Coube ao próprio ministro da Fazenda, Fernando
Haddad, sair a público para negar uma mudança de rota. Afinal, o
desmantelamento da estrutura da proposta de Orçamento horas antes de expirar o
prazo de envio da peça ao Congresso inevitavelmente geraria dúvidas em relação
ao respaldo dado pelo presidente Luiz Inácio Lula da Silva ao chefe da equipe
econômica.
É grande a pressão sobre o ministro da
Fazenda para que o crescimento da economia supere 2% no ano que vem, quiçá
ultrapasse o patamar de 2,5% e beire os 3%. Atualmente, a mediana das
expectativas de mercado está em 1,33%, de acordo com o Focus.
Entre integrantes da ala política, circulam
pesquisas de opinião segundo as quais menos da metade da população já percebe
alguma melhora na situação financeira familiar. Por outro lado, existe uma
expectativa majoritária na população de que o cenário econômico irá melhorar
nos próximos meses. E esse sentimento não pode piorar, afirmam integrantes da
ala política, pois é inevitável que o eleitor compare a situação do Brasil
atual com aquela vivida nos dois primeiros mandatos do petista.

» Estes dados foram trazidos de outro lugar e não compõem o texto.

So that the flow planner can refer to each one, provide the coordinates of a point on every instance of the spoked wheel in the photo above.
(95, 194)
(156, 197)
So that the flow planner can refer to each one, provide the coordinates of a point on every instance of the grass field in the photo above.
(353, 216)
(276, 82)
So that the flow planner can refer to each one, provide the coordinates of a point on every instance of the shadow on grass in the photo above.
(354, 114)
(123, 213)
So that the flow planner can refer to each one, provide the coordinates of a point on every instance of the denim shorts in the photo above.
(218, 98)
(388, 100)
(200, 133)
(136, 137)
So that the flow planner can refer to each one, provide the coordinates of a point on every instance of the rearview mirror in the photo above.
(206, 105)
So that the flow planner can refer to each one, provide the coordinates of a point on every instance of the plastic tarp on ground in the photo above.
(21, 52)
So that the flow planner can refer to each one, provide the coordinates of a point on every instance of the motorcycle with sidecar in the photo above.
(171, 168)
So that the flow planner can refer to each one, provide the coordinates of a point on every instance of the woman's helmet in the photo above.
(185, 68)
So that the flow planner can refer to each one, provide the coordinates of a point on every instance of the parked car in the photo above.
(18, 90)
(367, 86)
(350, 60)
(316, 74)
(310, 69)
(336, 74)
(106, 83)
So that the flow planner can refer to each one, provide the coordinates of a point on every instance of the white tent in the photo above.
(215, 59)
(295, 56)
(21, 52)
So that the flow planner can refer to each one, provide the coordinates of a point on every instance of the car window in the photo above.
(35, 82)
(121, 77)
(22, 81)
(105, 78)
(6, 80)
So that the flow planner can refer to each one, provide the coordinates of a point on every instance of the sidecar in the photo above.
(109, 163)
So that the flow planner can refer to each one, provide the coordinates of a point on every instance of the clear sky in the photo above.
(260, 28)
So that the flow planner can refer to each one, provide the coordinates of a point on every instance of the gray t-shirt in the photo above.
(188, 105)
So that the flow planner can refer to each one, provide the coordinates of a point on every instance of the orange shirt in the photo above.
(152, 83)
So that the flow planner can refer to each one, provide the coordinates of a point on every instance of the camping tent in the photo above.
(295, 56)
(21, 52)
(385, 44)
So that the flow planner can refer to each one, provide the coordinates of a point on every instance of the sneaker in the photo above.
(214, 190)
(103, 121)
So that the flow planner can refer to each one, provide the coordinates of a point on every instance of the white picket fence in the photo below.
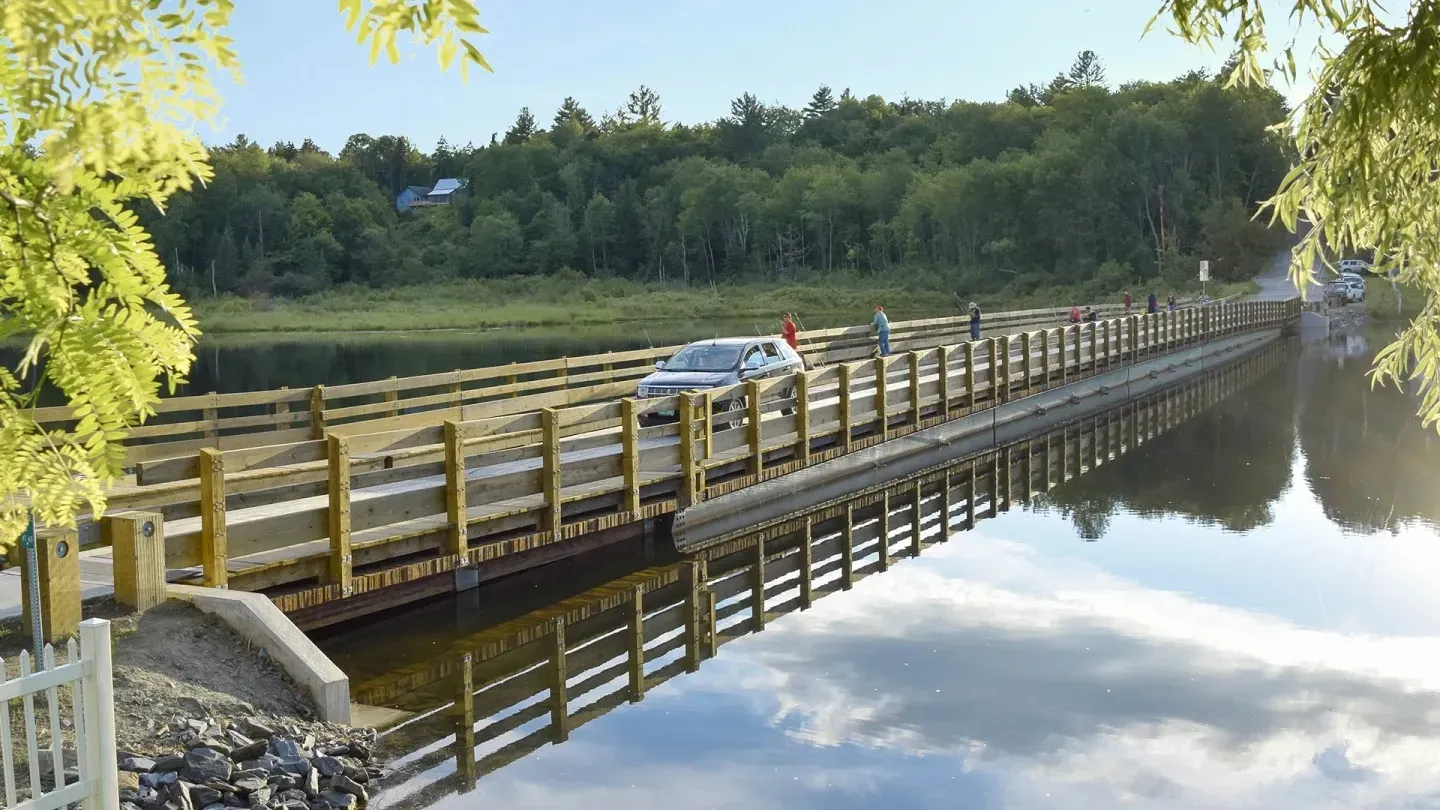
(87, 675)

Nas últimas semanas, o governo enfrentou
dificuldades para aprovar o marco fiscal em um formato que ampliaria o manejo
do Orçamento do ano que vem em mais de R$ 30 bilhões. Ainda assim, o sinal
emanado da capital federal é que mesmo com o novo arcabouço as despesas terão
crescimento real em 2023 e 2024, num ritmo três vezes maior que o restante do
mundo emergente e da América Latina.
Some-se a isso o alerta feito no Congresso
de que esta legislatura terá dificuldades de aprovar medidas impulsionadas pelo
discurso de que está em curso uma batalha tributária travada entre ricos e
pobres. A conta vai chegar e, em algum momento no futuro, será preciso cortar
despesas. É nesse contexto que se vê uma crescente defesa, no Congresso e no
setor privado, da reforma administrativa.